Strictement monographique, l’exposition se distingue par la sélection rigoureuse des œuvres, environ 120 au total, qui offrent un aperçu de la poétique de Marino Marini des années 30 au début des années 70, en illustrant également les nombreuses techniques et les différents matériaux utilisés par l’artiste : il y a en effet des sculptures en bois, en plâtre, en céramique et, comme on peut le voir ci-dessus, même en ciment ainsi que, évidemment, en bronze, parfois polychromes. Le plan de l’exposition est essentiel et doté de divers panneaux didactiques qui aident le visiteur à s’orienter entre les époques et les thèmes.

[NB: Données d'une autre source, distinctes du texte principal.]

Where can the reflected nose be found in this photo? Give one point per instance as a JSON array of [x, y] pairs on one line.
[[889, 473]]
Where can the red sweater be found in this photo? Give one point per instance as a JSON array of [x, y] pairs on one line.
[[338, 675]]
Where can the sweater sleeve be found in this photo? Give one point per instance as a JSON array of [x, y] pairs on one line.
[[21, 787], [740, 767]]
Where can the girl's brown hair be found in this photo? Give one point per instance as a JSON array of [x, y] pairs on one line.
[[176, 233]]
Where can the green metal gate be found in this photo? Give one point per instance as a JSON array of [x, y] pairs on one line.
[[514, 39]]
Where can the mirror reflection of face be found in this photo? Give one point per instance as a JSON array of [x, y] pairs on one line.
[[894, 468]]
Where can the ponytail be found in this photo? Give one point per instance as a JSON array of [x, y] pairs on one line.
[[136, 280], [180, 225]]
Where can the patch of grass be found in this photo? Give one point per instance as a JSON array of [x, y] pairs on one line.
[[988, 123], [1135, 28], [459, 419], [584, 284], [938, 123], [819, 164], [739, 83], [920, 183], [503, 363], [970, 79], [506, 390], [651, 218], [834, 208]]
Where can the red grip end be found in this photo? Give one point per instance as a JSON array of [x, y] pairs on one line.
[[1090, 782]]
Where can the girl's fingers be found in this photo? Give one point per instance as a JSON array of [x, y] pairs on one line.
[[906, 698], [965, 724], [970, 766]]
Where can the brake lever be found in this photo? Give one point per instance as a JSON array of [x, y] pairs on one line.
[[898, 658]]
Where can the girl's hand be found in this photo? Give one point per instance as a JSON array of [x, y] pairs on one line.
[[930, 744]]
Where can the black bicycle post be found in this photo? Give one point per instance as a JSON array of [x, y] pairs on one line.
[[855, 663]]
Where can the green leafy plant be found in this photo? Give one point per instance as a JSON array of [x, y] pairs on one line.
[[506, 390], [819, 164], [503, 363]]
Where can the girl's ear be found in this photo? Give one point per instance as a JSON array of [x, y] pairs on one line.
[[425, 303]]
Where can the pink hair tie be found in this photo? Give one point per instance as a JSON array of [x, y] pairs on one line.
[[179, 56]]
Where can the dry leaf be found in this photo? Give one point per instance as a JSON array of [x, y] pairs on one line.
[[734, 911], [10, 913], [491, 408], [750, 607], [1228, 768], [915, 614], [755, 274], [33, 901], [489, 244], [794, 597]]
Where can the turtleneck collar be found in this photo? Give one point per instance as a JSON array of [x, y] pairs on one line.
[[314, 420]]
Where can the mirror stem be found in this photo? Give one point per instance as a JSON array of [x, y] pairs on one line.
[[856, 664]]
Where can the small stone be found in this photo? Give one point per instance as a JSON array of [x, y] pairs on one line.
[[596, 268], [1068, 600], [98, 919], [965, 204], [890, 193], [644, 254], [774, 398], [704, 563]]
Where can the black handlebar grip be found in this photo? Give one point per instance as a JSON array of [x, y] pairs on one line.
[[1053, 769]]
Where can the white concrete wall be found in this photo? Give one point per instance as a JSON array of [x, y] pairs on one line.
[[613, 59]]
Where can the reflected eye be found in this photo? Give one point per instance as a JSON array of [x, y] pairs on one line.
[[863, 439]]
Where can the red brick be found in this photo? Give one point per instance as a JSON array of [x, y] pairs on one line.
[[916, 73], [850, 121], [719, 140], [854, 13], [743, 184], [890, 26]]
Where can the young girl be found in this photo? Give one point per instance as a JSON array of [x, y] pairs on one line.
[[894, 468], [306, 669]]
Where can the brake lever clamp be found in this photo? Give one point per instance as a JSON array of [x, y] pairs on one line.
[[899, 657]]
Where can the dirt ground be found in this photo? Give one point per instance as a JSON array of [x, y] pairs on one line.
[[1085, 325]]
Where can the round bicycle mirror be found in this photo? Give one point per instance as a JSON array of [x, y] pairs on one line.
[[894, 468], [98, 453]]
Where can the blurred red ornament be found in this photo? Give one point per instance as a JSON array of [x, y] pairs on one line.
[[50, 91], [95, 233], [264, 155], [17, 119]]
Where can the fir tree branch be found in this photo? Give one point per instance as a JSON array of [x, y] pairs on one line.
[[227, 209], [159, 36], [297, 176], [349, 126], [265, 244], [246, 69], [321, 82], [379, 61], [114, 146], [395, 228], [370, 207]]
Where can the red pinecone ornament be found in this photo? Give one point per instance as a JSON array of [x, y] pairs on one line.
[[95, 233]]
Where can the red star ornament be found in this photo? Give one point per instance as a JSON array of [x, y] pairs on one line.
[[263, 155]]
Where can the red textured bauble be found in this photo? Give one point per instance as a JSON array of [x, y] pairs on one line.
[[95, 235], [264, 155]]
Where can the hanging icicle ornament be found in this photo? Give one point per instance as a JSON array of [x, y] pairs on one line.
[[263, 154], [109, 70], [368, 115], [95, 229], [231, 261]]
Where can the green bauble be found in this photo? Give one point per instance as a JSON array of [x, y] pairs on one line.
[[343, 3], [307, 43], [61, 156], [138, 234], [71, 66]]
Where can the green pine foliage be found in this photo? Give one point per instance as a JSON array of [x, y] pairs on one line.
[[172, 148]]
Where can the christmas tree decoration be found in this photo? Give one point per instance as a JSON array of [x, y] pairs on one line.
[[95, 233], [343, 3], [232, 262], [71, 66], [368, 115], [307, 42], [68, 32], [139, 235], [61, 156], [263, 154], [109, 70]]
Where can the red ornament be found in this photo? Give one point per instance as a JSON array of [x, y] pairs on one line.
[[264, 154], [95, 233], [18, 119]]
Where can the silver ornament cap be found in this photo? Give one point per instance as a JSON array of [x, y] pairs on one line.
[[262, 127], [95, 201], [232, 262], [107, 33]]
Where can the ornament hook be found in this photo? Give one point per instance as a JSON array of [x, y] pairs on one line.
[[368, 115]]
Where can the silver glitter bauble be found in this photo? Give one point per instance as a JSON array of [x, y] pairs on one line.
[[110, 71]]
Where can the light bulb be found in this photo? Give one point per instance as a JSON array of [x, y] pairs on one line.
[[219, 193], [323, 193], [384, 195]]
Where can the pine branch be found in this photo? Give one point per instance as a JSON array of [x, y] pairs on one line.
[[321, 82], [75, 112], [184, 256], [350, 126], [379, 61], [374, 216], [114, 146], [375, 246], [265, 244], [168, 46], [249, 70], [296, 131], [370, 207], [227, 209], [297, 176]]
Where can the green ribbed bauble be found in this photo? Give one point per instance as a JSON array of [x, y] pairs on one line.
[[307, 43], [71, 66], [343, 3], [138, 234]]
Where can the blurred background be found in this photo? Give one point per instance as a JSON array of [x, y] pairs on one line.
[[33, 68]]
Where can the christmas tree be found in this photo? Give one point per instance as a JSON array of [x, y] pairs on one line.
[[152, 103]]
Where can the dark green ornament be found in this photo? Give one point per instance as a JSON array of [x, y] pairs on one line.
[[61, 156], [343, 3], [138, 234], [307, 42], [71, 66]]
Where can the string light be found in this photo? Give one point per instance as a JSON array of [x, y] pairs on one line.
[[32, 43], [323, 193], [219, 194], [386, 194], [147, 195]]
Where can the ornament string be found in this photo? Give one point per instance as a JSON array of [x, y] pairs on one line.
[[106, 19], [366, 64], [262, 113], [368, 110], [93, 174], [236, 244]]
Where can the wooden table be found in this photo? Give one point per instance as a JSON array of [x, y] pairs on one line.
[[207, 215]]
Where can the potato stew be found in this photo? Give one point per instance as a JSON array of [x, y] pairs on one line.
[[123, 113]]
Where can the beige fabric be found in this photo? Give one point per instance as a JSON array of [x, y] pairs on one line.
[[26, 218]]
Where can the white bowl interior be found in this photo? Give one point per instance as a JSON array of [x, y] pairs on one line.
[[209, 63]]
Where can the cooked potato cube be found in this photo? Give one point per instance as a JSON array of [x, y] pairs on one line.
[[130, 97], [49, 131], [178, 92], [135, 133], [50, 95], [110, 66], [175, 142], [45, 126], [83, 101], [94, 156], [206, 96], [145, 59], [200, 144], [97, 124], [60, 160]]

Le choix de placer les sculptures monumentales dans la Fortezza Medicea est également plus qu’appréciable : l’effet est si suggestif qu’il donne l’impression que les œuvres ont été réalisées spécialement pour ces salles et la lumière qui tombe d’en haut en accentue la théâtralité ou le drame, comme c’est le cas pour les Miracles. Il est cependant dommage qu’au moment où nous écrivons cet article, il n’y ait toujours pas de trace de catalogue, une absence assez inexplicable si l’on considère que l’exposition, organisée par la municipalité d’Arezzo et la Fondazione Guido d’Arezzo, a été conçue par l’association culturelle Le Nuove Stanze et par la maison d’édition Mainz.